At the New York International Gift Fair

How do I think creatively? Where do I get my ideas? While it’s difficult for me to analyze exactly how my brain works, the subject came up in conversation with a close friend. We were at the Gift Fair with a mutual friend, Adeline Olmer (dear friend, designer, and owner of Antan Gifts in Riverside, CT. You can get an idea of her sensibility and taste at her gorgeous site www.AntanGifts.com). She had some thoughts while watching Adeline and me look at things we saw at the show. I received these lovely comments from her and thought I’d share them with you. Good to have input on how my brain thinks!

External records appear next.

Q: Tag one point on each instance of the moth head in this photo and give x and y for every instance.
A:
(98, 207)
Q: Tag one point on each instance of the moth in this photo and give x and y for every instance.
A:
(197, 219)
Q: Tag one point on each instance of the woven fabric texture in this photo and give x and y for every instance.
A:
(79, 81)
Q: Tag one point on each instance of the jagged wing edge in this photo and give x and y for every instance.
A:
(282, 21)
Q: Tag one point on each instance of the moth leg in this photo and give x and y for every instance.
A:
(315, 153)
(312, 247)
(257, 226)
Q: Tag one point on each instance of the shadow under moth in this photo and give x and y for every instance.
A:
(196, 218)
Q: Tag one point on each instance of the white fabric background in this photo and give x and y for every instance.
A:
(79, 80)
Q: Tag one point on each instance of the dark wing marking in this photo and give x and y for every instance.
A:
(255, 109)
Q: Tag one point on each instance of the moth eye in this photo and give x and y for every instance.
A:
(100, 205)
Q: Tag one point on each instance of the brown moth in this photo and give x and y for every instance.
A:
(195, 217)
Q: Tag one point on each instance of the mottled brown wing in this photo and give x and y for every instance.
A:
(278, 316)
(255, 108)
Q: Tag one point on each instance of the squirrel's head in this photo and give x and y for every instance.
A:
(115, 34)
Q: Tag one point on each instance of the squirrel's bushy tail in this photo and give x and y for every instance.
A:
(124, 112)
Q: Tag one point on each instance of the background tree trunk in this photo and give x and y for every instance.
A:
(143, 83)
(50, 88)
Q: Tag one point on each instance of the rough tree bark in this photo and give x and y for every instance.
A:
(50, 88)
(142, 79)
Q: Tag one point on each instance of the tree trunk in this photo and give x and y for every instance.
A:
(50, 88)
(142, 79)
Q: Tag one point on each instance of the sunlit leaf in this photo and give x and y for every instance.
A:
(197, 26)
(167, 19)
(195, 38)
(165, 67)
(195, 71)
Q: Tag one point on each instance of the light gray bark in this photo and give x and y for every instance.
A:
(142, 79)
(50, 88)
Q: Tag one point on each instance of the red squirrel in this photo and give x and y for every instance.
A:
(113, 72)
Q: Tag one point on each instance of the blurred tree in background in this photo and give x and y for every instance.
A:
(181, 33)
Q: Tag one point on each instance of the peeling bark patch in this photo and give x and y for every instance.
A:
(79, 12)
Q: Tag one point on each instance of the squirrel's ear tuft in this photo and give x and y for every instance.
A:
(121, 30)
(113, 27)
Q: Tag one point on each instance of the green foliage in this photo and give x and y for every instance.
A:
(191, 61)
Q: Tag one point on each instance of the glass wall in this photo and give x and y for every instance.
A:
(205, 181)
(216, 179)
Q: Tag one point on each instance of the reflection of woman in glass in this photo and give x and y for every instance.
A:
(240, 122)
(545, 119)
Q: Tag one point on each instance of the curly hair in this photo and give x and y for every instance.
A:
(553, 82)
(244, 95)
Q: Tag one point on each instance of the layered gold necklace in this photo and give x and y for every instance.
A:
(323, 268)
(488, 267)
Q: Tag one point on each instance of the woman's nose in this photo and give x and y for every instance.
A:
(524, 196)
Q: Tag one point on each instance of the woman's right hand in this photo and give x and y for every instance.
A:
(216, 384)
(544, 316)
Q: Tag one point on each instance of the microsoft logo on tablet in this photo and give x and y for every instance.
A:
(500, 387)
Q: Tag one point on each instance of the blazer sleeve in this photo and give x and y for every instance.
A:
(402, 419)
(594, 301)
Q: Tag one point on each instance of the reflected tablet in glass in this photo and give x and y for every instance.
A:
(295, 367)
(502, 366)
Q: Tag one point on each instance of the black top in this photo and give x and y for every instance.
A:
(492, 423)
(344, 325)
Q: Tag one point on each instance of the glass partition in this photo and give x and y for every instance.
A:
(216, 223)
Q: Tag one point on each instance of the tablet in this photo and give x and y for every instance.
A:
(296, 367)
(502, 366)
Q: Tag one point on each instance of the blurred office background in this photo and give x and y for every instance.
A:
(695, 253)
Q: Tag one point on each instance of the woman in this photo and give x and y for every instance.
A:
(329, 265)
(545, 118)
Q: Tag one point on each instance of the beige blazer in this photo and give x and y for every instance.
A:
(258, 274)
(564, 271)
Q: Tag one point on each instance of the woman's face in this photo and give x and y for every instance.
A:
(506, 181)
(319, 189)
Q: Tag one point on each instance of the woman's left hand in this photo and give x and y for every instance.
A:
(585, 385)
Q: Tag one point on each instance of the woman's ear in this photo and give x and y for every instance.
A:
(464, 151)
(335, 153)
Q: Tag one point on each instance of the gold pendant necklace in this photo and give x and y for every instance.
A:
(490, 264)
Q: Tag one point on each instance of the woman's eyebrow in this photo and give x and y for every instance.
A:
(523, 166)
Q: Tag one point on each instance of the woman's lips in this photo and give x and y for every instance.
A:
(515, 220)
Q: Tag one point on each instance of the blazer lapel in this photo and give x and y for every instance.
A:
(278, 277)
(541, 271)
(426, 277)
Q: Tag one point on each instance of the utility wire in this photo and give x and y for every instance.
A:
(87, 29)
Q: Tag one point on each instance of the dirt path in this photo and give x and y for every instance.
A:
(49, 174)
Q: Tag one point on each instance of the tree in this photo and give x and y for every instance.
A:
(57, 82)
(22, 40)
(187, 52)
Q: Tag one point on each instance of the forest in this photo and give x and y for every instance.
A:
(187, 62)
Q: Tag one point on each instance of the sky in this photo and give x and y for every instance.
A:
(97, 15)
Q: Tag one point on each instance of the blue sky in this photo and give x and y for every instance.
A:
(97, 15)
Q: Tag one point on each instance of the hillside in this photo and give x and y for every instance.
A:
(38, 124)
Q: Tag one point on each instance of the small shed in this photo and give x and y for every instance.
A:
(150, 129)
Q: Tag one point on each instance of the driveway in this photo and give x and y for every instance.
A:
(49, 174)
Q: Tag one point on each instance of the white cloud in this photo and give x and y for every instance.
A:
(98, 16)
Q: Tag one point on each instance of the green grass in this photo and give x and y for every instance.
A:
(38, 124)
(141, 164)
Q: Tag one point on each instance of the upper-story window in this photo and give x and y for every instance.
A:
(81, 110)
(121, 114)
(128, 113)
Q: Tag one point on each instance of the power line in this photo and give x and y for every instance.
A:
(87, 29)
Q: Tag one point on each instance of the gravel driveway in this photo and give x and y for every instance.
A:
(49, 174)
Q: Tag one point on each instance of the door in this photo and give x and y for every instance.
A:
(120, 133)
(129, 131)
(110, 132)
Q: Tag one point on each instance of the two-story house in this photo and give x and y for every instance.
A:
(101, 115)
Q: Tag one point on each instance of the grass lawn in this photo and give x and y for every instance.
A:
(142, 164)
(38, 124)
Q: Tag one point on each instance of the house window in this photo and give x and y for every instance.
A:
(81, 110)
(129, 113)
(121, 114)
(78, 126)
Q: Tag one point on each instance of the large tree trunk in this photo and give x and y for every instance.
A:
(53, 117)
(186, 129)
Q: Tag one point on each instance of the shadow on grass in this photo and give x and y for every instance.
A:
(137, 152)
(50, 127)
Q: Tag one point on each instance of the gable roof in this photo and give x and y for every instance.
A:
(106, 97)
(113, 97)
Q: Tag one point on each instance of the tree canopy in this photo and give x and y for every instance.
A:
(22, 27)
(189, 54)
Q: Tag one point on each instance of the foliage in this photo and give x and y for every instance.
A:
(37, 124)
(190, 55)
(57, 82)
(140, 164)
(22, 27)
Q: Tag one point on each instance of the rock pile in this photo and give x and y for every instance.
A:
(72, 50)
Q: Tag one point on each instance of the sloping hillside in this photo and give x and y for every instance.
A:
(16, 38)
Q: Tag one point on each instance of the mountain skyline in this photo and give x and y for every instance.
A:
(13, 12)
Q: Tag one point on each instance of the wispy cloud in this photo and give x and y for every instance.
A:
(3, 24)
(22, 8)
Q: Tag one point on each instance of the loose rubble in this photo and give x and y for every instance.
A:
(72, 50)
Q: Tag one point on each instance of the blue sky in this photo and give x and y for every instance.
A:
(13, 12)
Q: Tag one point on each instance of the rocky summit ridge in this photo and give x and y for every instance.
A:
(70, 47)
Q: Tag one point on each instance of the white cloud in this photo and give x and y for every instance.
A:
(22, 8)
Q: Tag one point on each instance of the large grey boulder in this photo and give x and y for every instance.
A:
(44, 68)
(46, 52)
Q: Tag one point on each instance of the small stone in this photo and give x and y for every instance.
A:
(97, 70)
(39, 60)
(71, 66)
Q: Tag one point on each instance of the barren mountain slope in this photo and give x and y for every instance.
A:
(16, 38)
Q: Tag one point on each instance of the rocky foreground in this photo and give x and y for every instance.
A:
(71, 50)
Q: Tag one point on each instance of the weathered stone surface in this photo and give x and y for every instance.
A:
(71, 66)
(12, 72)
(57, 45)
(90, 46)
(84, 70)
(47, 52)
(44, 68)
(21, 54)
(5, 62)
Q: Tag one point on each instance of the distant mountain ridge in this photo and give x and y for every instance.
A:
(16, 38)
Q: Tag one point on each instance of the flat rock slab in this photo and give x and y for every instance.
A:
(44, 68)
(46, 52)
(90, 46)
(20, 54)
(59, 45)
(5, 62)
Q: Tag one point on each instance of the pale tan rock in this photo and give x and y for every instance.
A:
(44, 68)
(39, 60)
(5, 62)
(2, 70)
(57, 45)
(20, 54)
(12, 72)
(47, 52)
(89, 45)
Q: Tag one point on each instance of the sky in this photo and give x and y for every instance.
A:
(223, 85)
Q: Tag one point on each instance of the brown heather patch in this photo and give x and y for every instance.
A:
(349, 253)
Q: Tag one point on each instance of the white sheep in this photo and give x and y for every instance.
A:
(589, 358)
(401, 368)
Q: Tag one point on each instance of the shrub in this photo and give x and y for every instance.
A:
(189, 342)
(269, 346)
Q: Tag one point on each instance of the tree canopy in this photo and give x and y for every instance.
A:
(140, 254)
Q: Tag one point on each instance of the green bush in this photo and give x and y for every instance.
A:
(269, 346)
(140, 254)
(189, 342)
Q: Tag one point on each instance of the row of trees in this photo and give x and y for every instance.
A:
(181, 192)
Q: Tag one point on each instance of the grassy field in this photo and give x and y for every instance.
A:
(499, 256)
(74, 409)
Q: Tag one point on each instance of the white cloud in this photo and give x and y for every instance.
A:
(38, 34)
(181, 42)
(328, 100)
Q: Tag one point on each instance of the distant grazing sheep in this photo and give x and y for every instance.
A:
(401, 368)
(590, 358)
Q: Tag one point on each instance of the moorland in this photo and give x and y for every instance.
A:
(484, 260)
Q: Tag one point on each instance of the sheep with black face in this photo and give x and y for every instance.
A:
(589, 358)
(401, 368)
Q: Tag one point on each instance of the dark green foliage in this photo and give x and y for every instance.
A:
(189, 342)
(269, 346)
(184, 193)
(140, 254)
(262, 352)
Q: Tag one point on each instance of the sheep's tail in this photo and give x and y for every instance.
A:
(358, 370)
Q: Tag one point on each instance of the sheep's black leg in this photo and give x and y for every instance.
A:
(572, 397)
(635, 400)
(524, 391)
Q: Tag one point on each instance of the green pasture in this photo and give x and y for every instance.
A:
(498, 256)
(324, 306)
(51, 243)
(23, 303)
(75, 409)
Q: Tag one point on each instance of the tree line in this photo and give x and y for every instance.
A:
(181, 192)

The new things this year – well, I guess there are always new things – is materials being used in new ways. Wood used for vases, recycled rubber for baskets and handbags. Stainless steel lace. Sometimes these new things worked and were beautiful. Even when they weren’t I watched you attracted to combinations of color and texture. You’d stand and look, then touch, pick it up, talk to the booth-holder. Sometimes you loved the object, praising it for its just-right combination of elegance, refinement, proportion and exquisiteness of design. And the right object had not only to look right but also to feel right. Some objects felt dead to you.

What was even more interesting was when you didn’t love an object. You’d look at it, seemingly capturing what was arresting and then, as you walked away, talking about how you’d use it differently, filing the concept away – how, for example, you’d use those feathers or that cotton on a different surface, transmuting it somewhere into a new surface or object.

Why you have to touch things and pick them up. You can’t tell what these three objects are made of made of by looking at them.

Some of the ideas and images I did take away with me will be showing up in my work over the next year or so. Or maybe several years from now, perhaps in a form that even I wouldn’t necessarily recognize. I can’t wait to see where these ideas will surface in my work.